…В сорок третьем из запасного полка вывел он сотни три вот таких же зеленых, необстрелянных парней. И так же лили дожди и непролазны были дороги. Шли только ночами: остерегались авиации. К рассвету делали по тридцать – сорок километров. Тяжелые кирзачи, мокрые, разбухшие шинели, не успевающие просыхать за время коротких дневок, скудный паек и сон не вволю. Парни усыхали на глазах: осунулись, потемнели лицами. К концу недели засыпали на ходу: глядишь, идет, уронив голову, держится за соседа, как слепой. Несколько минут такого неодолимого забытья – и опять топает, месит нескончаемую грязь прифронтовой дороги. Последние тридцать верст уже не шли, а буквально домучивали. Помнится, как в рассветной мгле наконец завиднелись постройки пункта назначения. У всех билась одна только мысль: дойти, свалиться и спать, спать – все равно где, на чем…
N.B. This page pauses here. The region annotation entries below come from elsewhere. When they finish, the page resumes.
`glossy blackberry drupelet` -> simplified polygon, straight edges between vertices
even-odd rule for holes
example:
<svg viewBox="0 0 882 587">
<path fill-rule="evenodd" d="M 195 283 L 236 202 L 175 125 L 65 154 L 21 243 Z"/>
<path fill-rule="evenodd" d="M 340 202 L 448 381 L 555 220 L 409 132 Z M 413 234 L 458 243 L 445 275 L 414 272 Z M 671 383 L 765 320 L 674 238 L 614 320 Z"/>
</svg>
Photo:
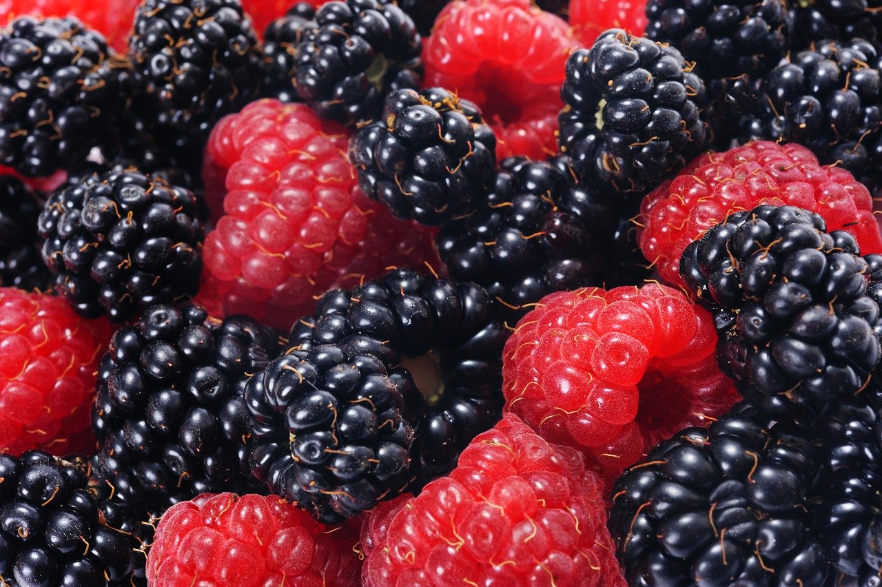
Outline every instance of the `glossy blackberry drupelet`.
<svg viewBox="0 0 882 587">
<path fill-rule="evenodd" d="M 862 40 L 818 42 L 791 56 L 763 80 L 759 108 L 742 119 L 742 140 L 799 143 L 821 163 L 860 176 L 875 167 L 870 145 L 882 128 L 878 59 Z"/>
<path fill-rule="evenodd" d="M 325 294 L 291 331 L 296 356 L 249 382 L 255 474 L 333 521 L 448 472 L 502 411 L 508 331 L 493 305 L 479 286 L 409 270 Z"/>
<path fill-rule="evenodd" d="M 810 429 L 747 403 L 686 428 L 625 470 L 609 531 L 629 585 L 822 587 L 809 527 L 821 454 Z"/>
<path fill-rule="evenodd" d="M 129 62 L 72 18 L 20 17 L 0 32 L 0 163 L 25 175 L 75 167 L 113 135 Z"/>
<path fill-rule="evenodd" d="M 0 479 L 4 584 L 131 584 L 136 542 L 103 516 L 74 464 L 36 450 L 0 455 Z"/>
<path fill-rule="evenodd" d="M 368 197 L 438 225 L 474 212 L 493 181 L 496 137 L 475 104 L 442 88 L 398 90 L 362 127 L 349 159 Z"/>
<path fill-rule="evenodd" d="M 82 316 L 125 322 L 196 293 L 205 230 L 196 197 L 111 170 L 53 193 L 40 215 L 43 259 Z"/>
<path fill-rule="evenodd" d="M 747 74 L 759 78 L 790 47 L 792 24 L 783 0 L 648 0 L 646 35 L 669 43 L 706 84 Z"/>
<path fill-rule="evenodd" d="M 147 308 L 101 360 L 92 411 L 101 468 L 143 492 L 157 516 L 205 492 L 257 492 L 243 393 L 276 346 L 247 316 L 220 322 L 196 304 Z"/>
<path fill-rule="evenodd" d="M 295 48 L 301 29 L 316 16 L 309 2 L 298 2 L 264 32 L 264 81 L 261 95 L 283 102 L 303 101 L 295 83 Z"/>
<path fill-rule="evenodd" d="M 0 285 L 47 291 L 52 274 L 40 256 L 40 196 L 11 175 L 0 176 Z"/>
<path fill-rule="evenodd" d="M 451 276 L 486 287 L 511 326 L 548 294 L 600 285 L 610 252 L 613 206 L 557 163 L 505 160 L 477 212 L 437 235 Z"/>
<path fill-rule="evenodd" d="M 854 236 L 791 206 L 733 214 L 680 260 L 687 290 L 714 313 L 720 368 L 742 393 L 811 409 L 857 391 L 879 361 L 868 271 Z"/>
<path fill-rule="evenodd" d="M 574 51 L 559 143 L 576 171 L 613 192 L 646 191 L 704 149 L 705 85 L 680 53 L 610 29 Z"/>
<path fill-rule="evenodd" d="M 417 89 L 422 38 L 386 0 L 333 0 L 316 10 L 294 46 L 295 87 L 323 118 L 376 119 L 386 94 Z"/>
</svg>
И вдруг конный посыльный: прибывшее пополнение будет встречать сам командир полка. По колонне понеслось: «Подтянись! Разобраться по четыре! Оправить обмундирование!» На перекрестке в открытом «виллисе» стоял старый усатый подполковник. Он поднял руку к забинтованной голове, отдал честь едва тащившейся роте. «Поздравляю со вступлением в Действующую армию! – хрипло выкрикнул командир полка. – Всем присваиваю звание гвардейцев!» И в тот же миг за его спиной оркестр грянул веселый праздничный марш: «Утро красит нежным светом…» Утро было хмурое, лохматое, в глинистых лужах пузырился осточертевший дождь. Понурые, забрызганные грязью солдаты как могли подровняли нестройные, разорванные шеренги, приподняли отяжелевшие головы, первые ряды даже попытались отбить строевым – так радостно, ободряюще гремела музыка, так звала она к чему-то прекрасному и необыкновенному! «Кипучая, могучая, никем не победимая!» – звонко, радостно пели трубы, и рота, воспрянувшая и слившаяся, вторила им тяжелым и грозным шагом. «Хорошо идете, товарищи гвардейцы! – перекрывая оркестр, крикнул дрогнувший лицом старый подполковник. – Благодарю за службу, сынки!»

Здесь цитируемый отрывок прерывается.